Is there a technical reason why QML hasn't been added there yet , or is it simply a matter of someone doing it?
Here are the steps on how to add a language -
https://rosettacode.org/wiki/Rosetta_Code:Add_a_Language -
Well. I'd never seen that site before - it would be up to the site owenr / someone else to maintain the content on their site.
Regarding learning QML: the documentation and forums here is plenty. Then there are the example applications, the book and also the mailing list and I check the Qt reddit but it's pretty quiet. No need to look further just imo, I'd rather have less places to look but higher quality but sometimes I'll venture online to see what others have gone and done themselves.
I agree, QML is so desirable for it's declarative syntax - it makes for very clean GUI code - just define what you want to see, how it behaves and no syntax fluff - just what you need.
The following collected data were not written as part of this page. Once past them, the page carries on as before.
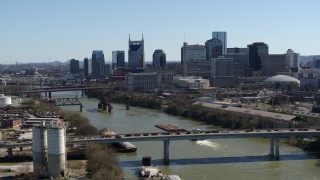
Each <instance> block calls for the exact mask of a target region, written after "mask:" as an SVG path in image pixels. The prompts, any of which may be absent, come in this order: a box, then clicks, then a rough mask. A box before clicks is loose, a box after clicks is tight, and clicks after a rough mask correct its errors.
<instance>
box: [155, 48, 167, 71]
mask: <svg viewBox="0 0 320 180" xmlns="http://www.w3.org/2000/svg"><path fill="white" fill-rule="evenodd" d="M152 60H153V61H152V66H153V67H154V68H155V69H160V70H165V69H166V63H167V62H166V53H164V51H163V50H162V49H156V50H155V51H154V53H153V55H152Z"/></svg>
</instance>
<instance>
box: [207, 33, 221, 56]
mask: <svg viewBox="0 0 320 180" xmlns="http://www.w3.org/2000/svg"><path fill="white" fill-rule="evenodd" d="M205 46H206V59H207V61H211V59H212V58H217V57H219V56H222V54H223V43H222V41H221V40H219V39H215V38H213V39H210V40H208V41H206V43H205Z"/></svg>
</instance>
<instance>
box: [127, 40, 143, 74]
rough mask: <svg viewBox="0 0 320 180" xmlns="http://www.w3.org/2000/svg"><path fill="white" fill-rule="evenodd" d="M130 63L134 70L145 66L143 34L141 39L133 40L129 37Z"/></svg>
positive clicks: (128, 53) (131, 68) (130, 67)
mask: <svg viewBox="0 0 320 180" xmlns="http://www.w3.org/2000/svg"><path fill="white" fill-rule="evenodd" d="M128 64H129V68H130V69H132V70H134V69H137V68H143V67H144V40H143V36H142V40H141V41H131V40H130V37H129V52H128Z"/></svg>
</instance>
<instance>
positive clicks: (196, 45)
mask: <svg viewBox="0 0 320 180" xmlns="http://www.w3.org/2000/svg"><path fill="white" fill-rule="evenodd" d="M181 64H183V75H184V76H201V77H209V76H210V61H206V48H205V46H204V45H199V44H195V45H188V43H186V42H184V43H183V46H182V48H181Z"/></svg>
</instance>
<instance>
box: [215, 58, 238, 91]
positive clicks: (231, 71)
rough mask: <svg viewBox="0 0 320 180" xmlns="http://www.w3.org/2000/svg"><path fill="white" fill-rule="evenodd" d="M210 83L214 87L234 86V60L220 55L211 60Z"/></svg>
mask: <svg viewBox="0 0 320 180" xmlns="http://www.w3.org/2000/svg"><path fill="white" fill-rule="evenodd" d="M211 61H212V62H211V85H213V86H214V87H234V86H235V85H236V81H235V78H234V60H233V58H226V57H224V56H220V57H218V58H214V59H212V60H211Z"/></svg>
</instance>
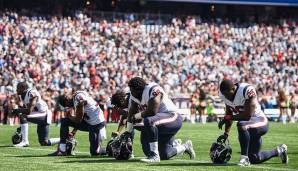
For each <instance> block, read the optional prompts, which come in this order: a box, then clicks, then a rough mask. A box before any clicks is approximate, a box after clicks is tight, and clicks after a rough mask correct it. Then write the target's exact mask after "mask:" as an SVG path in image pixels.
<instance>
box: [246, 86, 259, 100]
mask: <svg viewBox="0 0 298 171" xmlns="http://www.w3.org/2000/svg"><path fill="white" fill-rule="evenodd" d="M253 97H257V92H256V90H255V88H254V87H252V86H248V87H247V88H246V90H245V92H244V98H245V99H250V98H253Z"/></svg>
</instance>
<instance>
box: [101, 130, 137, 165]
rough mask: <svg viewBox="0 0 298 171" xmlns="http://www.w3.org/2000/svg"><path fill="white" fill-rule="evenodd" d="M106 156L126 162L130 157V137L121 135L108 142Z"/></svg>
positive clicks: (117, 159)
mask: <svg viewBox="0 0 298 171" xmlns="http://www.w3.org/2000/svg"><path fill="white" fill-rule="evenodd" d="M106 150H107V154H108V155H109V156H113V157H114V158H115V159H117V160H128V159H129V158H130V157H131V155H132V136H131V134H130V133H126V132H125V133H123V134H121V135H120V136H118V137H115V138H114V139H112V140H110V141H109V142H108V145H107V149H106Z"/></svg>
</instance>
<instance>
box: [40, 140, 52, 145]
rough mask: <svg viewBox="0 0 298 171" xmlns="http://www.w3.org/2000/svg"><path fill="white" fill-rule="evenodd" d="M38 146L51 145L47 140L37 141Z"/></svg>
mask: <svg viewBox="0 0 298 171" xmlns="http://www.w3.org/2000/svg"><path fill="white" fill-rule="evenodd" d="M39 144H40V145H41V146H50V145H51V144H50V143H49V141H48V140H39Z"/></svg>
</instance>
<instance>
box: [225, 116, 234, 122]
mask: <svg viewBox="0 0 298 171" xmlns="http://www.w3.org/2000/svg"><path fill="white" fill-rule="evenodd" d="M224 120H226V121H231V120H233V115H225V116H224Z"/></svg>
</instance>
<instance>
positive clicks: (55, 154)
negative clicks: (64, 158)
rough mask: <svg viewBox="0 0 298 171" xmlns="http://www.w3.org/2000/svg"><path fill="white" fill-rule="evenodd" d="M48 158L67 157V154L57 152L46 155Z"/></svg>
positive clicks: (59, 151)
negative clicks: (60, 156)
mask: <svg viewBox="0 0 298 171" xmlns="http://www.w3.org/2000/svg"><path fill="white" fill-rule="evenodd" d="M48 156H67V153H66V152H62V151H60V150H57V151H55V152H54V153H50V154H48Z"/></svg>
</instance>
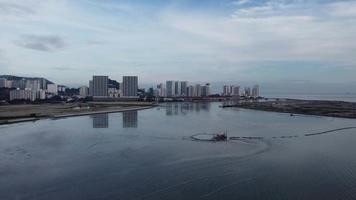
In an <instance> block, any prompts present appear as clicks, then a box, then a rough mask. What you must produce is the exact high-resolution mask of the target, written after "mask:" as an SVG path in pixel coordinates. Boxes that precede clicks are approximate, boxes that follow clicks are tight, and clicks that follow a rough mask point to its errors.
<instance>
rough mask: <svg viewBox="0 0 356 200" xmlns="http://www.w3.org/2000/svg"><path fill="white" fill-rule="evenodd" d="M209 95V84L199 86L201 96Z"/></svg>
mask: <svg viewBox="0 0 356 200" xmlns="http://www.w3.org/2000/svg"><path fill="white" fill-rule="evenodd" d="M209 95H210V84H209V83H207V84H205V85H204V86H202V87H201V96H202V97H207V96H209Z"/></svg>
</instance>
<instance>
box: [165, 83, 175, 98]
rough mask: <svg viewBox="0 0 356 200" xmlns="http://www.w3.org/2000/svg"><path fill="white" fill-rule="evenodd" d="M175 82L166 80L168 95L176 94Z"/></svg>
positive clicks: (166, 85) (168, 95) (167, 94)
mask: <svg viewBox="0 0 356 200" xmlns="http://www.w3.org/2000/svg"><path fill="white" fill-rule="evenodd" d="M175 91H176V89H175V82H174V81H166V95H167V97H174V96H175Z"/></svg>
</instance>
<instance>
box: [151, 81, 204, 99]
mask: <svg viewBox="0 0 356 200" xmlns="http://www.w3.org/2000/svg"><path fill="white" fill-rule="evenodd" d="M155 93H156V96H158V97H207V96H209V95H210V94H211V90H210V84H209V83H207V84H205V85H200V84H195V85H189V84H188V81H166V84H165V85H164V84H163V83H160V84H159V85H157V89H156V92H155Z"/></svg>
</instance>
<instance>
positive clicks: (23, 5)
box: [0, 1, 35, 15]
mask: <svg viewBox="0 0 356 200" xmlns="http://www.w3.org/2000/svg"><path fill="white" fill-rule="evenodd" d="M25 5H26V4H25ZM25 5H21V4H17V3H13V2H4V1H0V15H26V14H34V13H35V10H34V9H32V8H31V7H29V6H25Z"/></svg>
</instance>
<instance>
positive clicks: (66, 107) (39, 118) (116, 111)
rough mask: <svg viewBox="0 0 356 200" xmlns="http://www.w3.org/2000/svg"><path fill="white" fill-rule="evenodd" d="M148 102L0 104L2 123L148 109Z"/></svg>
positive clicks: (98, 102) (14, 122)
mask: <svg viewBox="0 0 356 200" xmlns="http://www.w3.org/2000/svg"><path fill="white" fill-rule="evenodd" d="M152 106H153V104H152V103H147V102H88V103H62V104H36V105H34V104H23V105H4V106H0V124H11V123H19V122H27V121H35V120H39V119H48V118H63V117H73V116H81V115H91V114H99V113H113V112H125V111H133V110H142V109H148V108H151V107H152Z"/></svg>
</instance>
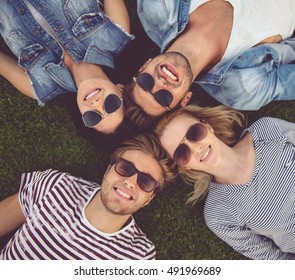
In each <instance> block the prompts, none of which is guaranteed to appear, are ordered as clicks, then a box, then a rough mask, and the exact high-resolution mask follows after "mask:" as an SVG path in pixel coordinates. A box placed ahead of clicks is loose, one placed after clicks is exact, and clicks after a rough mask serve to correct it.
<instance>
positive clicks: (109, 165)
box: [102, 165, 112, 180]
mask: <svg viewBox="0 0 295 280" xmlns="http://www.w3.org/2000/svg"><path fill="white" fill-rule="evenodd" d="M111 167H112V165H109V166H108V168H107V170H106V172H105V173H104V174H103V179H102V180H104V178H105V176H106V175H107V174H108V172H109V170H110V169H111Z"/></svg>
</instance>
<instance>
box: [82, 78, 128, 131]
mask: <svg viewBox="0 0 295 280" xmlns="http://www.w3.org/2000/svg"><path fill="white" fill-rule="evenodd" d="M110 94H115V95H117V96H118V97H119V98H120V99H122V92H121V90H120V89H119V88H118V87H117V86H116V85H114V84H113V83H112V82H111V81H109V80H106V79H100V78H95V79H88V80H84V81H83V82H81V83H80V85H79V87H78V92H77V104H78V107H79V110H80V112H81V114H82V115H83V114H84V113H85V112H87V111H96V112H99V114H100V115H101V116H103V118H102V120H101V121H100V122H99V123H98V124H97V125H95V126H94V127H93V128H94V129H96V130H97V131H100V132H102V133H112V132H115V131H116V129H117V127H118V126H119V125H120V123H121V122H122V121H123V118H124V108H123V104H122V105H121V106H120V107H119V109H118V110H116V111H115V112H113V113H111V114H108V113H107V112H106V110H105V104H104V102H105V99H106V98H107V96H109V95H110ZM121 102H122V101H121Z"/></svg>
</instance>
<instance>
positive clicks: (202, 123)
mask: <svg viewBox="0 0 295 280" xmlns="http://www.w3.org/2000/svg"><path fill="white" fill-rule="evenodd" d="M200 122H201V123H202V124H204V125H205V126H206V127H207V129H208V130H209V131H211V132H212V133H214V128H213V127H212V126H211V125H210V124H209V123H208V122H207V121H206V120H204V119H201V120H200Z"/></svg>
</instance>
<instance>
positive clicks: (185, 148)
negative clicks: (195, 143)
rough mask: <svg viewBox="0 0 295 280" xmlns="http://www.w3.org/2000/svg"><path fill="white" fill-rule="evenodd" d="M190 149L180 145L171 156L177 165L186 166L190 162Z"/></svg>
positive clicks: (185, 144) (184, 145) (183, 145)
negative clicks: (171, 156) (183, 165)
mask: <svg viewBox="0 0 295 280" xmlns="http://www.w3.org/2000/svg"><path fill="white" fill-rule="evenodd" d="M190 156H191V152H190V148H189V147H188V146H187V145H186V144H180V145H179V146H178V147H177V148H176V150H175V151H174V154H173V160H174V161H175V162H176V164H177V165H186V164H188V162H189V160H190Z"/></svg>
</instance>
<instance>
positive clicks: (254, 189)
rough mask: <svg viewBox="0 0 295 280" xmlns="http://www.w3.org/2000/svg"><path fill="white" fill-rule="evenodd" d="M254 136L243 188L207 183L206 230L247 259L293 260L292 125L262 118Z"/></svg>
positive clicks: (232, 185) (294, 135) (240, 187)
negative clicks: (209, 230)
mask: <svg viewBox="0 0 295 280" xmlns="http://www.w3.org/2000/svg"><path fill="white" fill-rule="evenodd" d="M248 131H249V132H250V133H251V134H252V137H253V143H254V148H255V151H256V160H255V168H254V171H253V176H252V178H251V180H250V181H249V182H248V183H247V184H245V185H239V184H235V185H234V184H232V185H230V184H216V183H211V185H210V188H209V193H208V197H207V200H206V204H205V210H204V211H205V213H204V214H205V220H206V224H207V225H208V227H209V228H210V229H211V230H212V231H213V232H214V233H215V234H216V235H217V236H218V237H220V238H221V239H222V240H224V241H225V242H226V243H228V244H229V245H230V246H231V247H233V248H234V249H235V250H236V251H237V252H239V253H241V254H243V255H245V256H247V257H249V258H251V259H295V146H294V145H295V124H293V123H288V122H286V121H282V120H279V119H274V118H262V119H260V120H258V121H256V122H255V123H254V124H253V125H251V126H250V127H249V128H248V129H246V130H245V131H244V133H243V134H242V136H243V135H244V134H245V133H246V132H248Z"/></svg>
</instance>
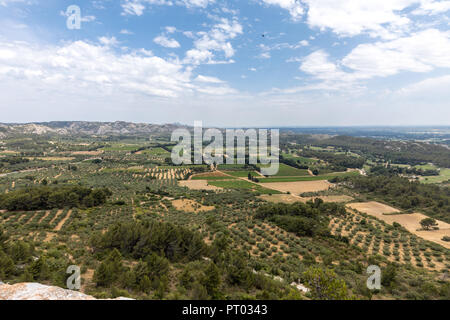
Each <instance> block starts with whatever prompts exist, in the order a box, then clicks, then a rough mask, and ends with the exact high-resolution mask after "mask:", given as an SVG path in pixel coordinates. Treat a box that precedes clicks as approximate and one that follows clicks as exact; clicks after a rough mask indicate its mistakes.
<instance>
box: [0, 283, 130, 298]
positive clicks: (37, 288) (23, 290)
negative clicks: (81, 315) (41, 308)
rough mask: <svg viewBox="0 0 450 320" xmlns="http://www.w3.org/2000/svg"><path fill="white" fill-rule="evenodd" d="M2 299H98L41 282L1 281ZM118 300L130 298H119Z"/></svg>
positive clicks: (82, 293) (90, 296)
mask: <svg viewBox="0 0 450 320" xmlns="http://www.w3.org/2000/svg"><path fill="white" fill-rule="evenodd" d="M0 300H96V299H95V298H94V297H92V296H89V295H86V294H83V293H80V292H77V291H71V290H66V289H62V288H59V287H52V286H45V285H42V284H39V283H18V284H14V285H9V284H2V283H0ZM116 300H128V299H127V298H117V299H116Z"/></svg>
And it only gets better as you go on too - discovering you can change this:
anchors.top: parent.top; anchors.bottom: parent.bottom; anchors.left: parent.left; anchors.right: (configVisible || readoutVisible)?...;
to this:
anchors { top: parent.top; bottom: parent.bottom; left: parent.left; right: (configVisible || readoutVisible)?...; }
makes code so much quicker to understand and read the context of, instead of reading the same over and over - you just focus your head on the important bits.